Money is also a consideration. Individual ministries of health, as well as the WHO, UNAIDS and PEPFAR, are studying the potential costs of implementing a widespread program. In Uganda, the cost per circumcision was $69, but expenses will go down as countries develop service programs.
The good news, says Gray, is that the Rakai trials proved that circumcision can be done safely and that men are receptive to having the operation.
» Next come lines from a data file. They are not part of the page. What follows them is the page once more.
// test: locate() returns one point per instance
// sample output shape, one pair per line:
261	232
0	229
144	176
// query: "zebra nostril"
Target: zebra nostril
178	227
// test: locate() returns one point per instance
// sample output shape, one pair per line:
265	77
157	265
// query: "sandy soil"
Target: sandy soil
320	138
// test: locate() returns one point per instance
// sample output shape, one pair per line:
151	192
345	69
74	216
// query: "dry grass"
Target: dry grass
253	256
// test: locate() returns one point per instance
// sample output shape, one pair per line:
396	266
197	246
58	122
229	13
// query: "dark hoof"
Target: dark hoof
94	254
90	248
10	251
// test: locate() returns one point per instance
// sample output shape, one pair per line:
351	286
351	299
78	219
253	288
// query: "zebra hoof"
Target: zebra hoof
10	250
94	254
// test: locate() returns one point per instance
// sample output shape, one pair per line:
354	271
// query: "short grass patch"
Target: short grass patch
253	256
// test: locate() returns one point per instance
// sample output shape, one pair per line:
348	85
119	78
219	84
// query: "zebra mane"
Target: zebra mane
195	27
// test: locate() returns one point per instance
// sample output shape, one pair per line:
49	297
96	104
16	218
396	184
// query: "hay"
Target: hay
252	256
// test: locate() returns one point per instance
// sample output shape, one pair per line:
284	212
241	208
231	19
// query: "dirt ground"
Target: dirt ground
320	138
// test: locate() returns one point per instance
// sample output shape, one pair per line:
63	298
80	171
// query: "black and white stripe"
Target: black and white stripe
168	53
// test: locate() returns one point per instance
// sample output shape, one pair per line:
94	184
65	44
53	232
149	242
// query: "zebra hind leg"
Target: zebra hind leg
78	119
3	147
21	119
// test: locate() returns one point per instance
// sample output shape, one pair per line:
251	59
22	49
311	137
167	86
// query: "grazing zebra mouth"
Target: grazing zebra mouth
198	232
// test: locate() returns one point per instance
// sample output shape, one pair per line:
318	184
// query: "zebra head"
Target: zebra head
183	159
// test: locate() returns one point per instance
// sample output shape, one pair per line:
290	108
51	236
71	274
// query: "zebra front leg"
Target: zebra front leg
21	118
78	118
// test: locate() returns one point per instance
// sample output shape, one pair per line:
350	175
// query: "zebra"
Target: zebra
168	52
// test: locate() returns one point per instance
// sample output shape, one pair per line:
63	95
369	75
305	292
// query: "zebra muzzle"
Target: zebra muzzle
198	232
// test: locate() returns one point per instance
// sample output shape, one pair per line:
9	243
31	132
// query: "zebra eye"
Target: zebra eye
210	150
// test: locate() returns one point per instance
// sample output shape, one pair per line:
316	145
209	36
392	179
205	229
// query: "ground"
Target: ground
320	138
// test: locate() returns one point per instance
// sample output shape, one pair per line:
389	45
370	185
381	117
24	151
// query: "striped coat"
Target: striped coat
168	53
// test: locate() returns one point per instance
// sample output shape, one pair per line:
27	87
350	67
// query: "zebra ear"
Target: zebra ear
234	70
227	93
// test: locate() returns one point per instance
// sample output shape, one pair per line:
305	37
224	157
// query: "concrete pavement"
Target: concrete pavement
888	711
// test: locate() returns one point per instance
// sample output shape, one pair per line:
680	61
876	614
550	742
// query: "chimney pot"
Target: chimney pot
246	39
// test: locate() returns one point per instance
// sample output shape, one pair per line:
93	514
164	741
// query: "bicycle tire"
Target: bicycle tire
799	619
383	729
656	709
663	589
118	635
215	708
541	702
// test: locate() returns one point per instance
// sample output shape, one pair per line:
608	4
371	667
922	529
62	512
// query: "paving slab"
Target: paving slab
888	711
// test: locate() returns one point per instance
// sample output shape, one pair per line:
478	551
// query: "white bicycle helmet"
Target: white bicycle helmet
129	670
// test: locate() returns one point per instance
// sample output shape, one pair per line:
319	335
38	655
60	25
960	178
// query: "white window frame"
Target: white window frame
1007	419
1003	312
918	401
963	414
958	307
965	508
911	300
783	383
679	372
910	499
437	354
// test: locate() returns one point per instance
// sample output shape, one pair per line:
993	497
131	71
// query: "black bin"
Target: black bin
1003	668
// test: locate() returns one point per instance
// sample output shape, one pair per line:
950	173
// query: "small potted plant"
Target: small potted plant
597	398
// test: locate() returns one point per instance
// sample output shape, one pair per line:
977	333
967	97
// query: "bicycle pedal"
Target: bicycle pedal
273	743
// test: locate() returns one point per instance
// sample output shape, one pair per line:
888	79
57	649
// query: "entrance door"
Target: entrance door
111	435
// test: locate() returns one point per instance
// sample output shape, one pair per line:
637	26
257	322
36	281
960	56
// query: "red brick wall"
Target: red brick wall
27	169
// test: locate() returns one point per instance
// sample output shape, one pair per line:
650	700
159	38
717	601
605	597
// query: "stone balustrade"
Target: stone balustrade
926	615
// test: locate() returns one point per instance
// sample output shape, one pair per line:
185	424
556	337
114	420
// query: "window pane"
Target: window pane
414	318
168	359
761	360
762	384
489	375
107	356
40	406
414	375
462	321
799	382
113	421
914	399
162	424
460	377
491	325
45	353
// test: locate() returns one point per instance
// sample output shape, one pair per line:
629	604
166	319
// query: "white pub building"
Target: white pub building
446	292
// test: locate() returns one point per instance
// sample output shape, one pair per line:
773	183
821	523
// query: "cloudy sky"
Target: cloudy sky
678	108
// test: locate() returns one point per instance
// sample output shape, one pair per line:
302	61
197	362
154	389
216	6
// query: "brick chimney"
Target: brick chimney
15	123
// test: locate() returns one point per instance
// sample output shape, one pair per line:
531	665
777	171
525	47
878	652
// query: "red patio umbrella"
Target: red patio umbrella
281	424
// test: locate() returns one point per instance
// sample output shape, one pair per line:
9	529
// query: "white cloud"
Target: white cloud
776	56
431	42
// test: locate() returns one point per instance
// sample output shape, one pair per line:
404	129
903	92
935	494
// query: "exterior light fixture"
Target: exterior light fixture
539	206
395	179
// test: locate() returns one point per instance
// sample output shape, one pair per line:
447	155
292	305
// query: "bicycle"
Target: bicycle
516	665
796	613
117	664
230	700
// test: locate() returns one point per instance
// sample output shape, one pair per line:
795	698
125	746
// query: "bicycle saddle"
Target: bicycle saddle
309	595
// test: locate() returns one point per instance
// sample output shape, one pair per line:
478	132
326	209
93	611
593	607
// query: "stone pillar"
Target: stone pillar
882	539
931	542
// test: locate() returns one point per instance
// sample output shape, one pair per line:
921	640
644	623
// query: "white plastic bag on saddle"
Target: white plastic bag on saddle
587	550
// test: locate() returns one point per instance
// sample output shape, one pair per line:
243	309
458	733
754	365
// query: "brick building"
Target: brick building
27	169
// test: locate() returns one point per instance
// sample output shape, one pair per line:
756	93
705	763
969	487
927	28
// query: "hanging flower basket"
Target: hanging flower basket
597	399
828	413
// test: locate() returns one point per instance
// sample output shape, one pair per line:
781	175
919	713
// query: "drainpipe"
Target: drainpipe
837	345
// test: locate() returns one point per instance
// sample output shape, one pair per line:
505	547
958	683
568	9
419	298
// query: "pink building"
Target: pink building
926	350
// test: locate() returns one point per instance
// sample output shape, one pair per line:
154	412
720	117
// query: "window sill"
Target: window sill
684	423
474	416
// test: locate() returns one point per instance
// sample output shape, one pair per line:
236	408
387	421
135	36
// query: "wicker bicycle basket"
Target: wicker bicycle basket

A small percentage in the control group even dropped out mid-trial in order to seek the surgery elsewhere. Infant circumcision, which is cheaper and safer, is "the ultimate goal," says Gray, MBBS, MSc. But the current focus remains on slowing the spread of HIV in the short term by reaching adults.
The researchers stress that any national effort will have to fit into safe-sex education programs already in place, like the one in Uganda which has been effective in containing the spread of AIDS. "We say ABC," says Wawer, "Abstinence, Be Faithful and Condoms. Now we have another C. It's like a four-legged stool instead of a three-legged one."
She and Gray will follow up with a five-year study to investigate how circumcision affects risk behaviors. One concern is that men may view the surgery alone as sufficient protection against HIV and disregard the ABC warnings.
But as part of an infection-reduction regimen, the researchers believe circumcision holds great promise. "A single procedure done once in a person's life conferring a lifelong reduction in risk?" says Wawer, MD, MHSc. "In countries with high levels of HIV, if this becomes standard, the effect could be very significant."